Here is a dichromatic lamp I made for a friend. It uses a red LED and a white LED with a blue filter to make the pink hues that shift throughout the circumference of the lamp. The most interesting thing about the lamp is how the top is not covered, so it projects a red and blue circle of light.

This Game Boy may look ordinary, but upon close inspection additional switches can be seen. That's because I modified it with three additional crystal oscillators to allow the user to adjust the speed of the device. The switch on the left side is a single pole four throw switch (SP4T) that has a .5X, 1X, 1.5X, and 2X speed setting. The switches on the right are for switching between Game Boy Color and Game Boy Advance games.

Long ago when I was first interested in lasers, I wanted to build a laser into a Wii controller. I never had the time to do it, so the project was scrapped. About a year ago, I found a candy dispenser that would do the trick. It fits two AAA batteries perfectly, has just enough room for the circuitry, and houses a safety switch that disables operation of the laser. A magnet is attached to the actuator, the "B" button, that activates a reed switch to turn on the red laser.

These two photographs were taken over the summer in Iceland. They display the wonderful and dynamic nature of the place, as well as its beauty. Well, I might not have made these landscapes, but I did take the picture, so that means I get some credit, right?

On the left is a pet mole I created for Mole Day. Dubbed the "Normole," it appears perfectly normal without external intervention. However, when a magnet (disguised as a radioactive food pellet for no particular reason) is placed near the mole's mouth, it slowly lights up in a brilliant display of violet and green, and continues to glow after the magnet is removed.

On the right is a teddy bear with a relatively strange implant. One of my friends wanted to have a laser-embedded teddy bear before going off to college. Nevertheless, it was I who brought life to the teddy bear, who emits a violet beam when one clenches his belly.

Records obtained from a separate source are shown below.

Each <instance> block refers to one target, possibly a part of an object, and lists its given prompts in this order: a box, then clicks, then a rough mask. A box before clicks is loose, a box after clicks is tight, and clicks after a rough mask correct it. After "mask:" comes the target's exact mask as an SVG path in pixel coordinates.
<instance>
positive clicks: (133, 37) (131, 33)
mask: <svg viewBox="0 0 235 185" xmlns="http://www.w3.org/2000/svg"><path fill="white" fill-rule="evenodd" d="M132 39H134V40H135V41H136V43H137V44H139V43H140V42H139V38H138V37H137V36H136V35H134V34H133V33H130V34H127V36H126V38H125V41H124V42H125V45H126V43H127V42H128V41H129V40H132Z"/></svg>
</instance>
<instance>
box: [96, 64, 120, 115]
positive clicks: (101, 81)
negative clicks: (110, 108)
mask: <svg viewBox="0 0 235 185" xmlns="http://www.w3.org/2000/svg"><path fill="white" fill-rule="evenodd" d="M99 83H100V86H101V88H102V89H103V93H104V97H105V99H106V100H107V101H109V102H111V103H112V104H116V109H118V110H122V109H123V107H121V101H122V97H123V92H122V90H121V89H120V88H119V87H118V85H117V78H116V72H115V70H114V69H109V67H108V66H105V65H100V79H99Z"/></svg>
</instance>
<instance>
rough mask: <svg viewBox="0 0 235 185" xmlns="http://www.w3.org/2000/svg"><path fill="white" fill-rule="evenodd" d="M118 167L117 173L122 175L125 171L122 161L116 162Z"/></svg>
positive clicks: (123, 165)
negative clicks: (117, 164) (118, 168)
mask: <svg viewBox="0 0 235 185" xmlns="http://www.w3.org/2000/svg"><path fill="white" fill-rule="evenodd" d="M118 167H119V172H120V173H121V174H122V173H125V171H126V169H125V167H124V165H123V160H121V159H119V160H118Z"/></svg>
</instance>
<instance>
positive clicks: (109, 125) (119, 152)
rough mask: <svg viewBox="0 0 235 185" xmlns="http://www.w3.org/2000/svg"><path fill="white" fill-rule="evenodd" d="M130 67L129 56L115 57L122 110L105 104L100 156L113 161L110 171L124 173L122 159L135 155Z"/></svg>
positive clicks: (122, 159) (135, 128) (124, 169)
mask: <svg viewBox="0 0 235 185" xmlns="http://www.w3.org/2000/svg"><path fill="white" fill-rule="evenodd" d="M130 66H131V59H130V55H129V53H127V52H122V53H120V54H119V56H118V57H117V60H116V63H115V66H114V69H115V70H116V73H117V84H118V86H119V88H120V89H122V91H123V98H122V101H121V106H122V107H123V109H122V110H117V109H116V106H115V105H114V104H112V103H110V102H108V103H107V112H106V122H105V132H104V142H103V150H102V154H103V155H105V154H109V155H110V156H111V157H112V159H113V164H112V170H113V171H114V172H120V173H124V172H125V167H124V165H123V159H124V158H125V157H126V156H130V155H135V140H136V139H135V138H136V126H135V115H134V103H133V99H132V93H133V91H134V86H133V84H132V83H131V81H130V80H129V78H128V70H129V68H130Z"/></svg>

On the left we have a voltage regulator that's in the shape of a AAA battery. When my brother was tired of wasting batteries to power a small amplifier, I built this simple circuit to provide the 1.5V needed. It is designed to fit right in place of the battery.

On the right we have a stripped Gamecube controller. Although it looks messy, it has a 555 timer circuit to create a pulsed output that triggers a solid-state relay. The relay then modulates the push of the "A" button, making the game register 30 presses per second. This is activated by pushing on the triple-position pushbutton twice (down, then down again, like a camera's button).

These photos show a gorgeous indigo laser that I made. The case was bought online from a laser retailer, but the inside components were custom made. The laser is retrofitted with a small aperture to reduce the size of the beam. Its 445nm color allows it to cause certain objects to fluoresce, such as fluorescein and the dyes in glow sticks as seen in the second picture. Also seen is the DLP chip of an old projector, which works great as a reflective diffraction grating. It is placed on an old duck that I made in the seventh grade.

Here is a CD holder with flickering yellow LEDs and a blue LED in the spindle. It is powered by 4.5V and makes a nice decoration in my friend's room. The LEDs independently flicker in various locations around the CDs, making a lightning-esque display. It also works as a night-light.

The final creation that is seen here is the smallest laser pointer I've ever built. For being 60mm long and 20mm wide, it has quite a powerful beam. It uses a small focal length lens (about 2mm, the lens is about 4mm in diameter) to make the diameter of the beam smaller. In the picture on the right, the Altoids laser (seen in a previous blog post) has a standard 4-5mm beam while the micro red laser has a 1mm beam.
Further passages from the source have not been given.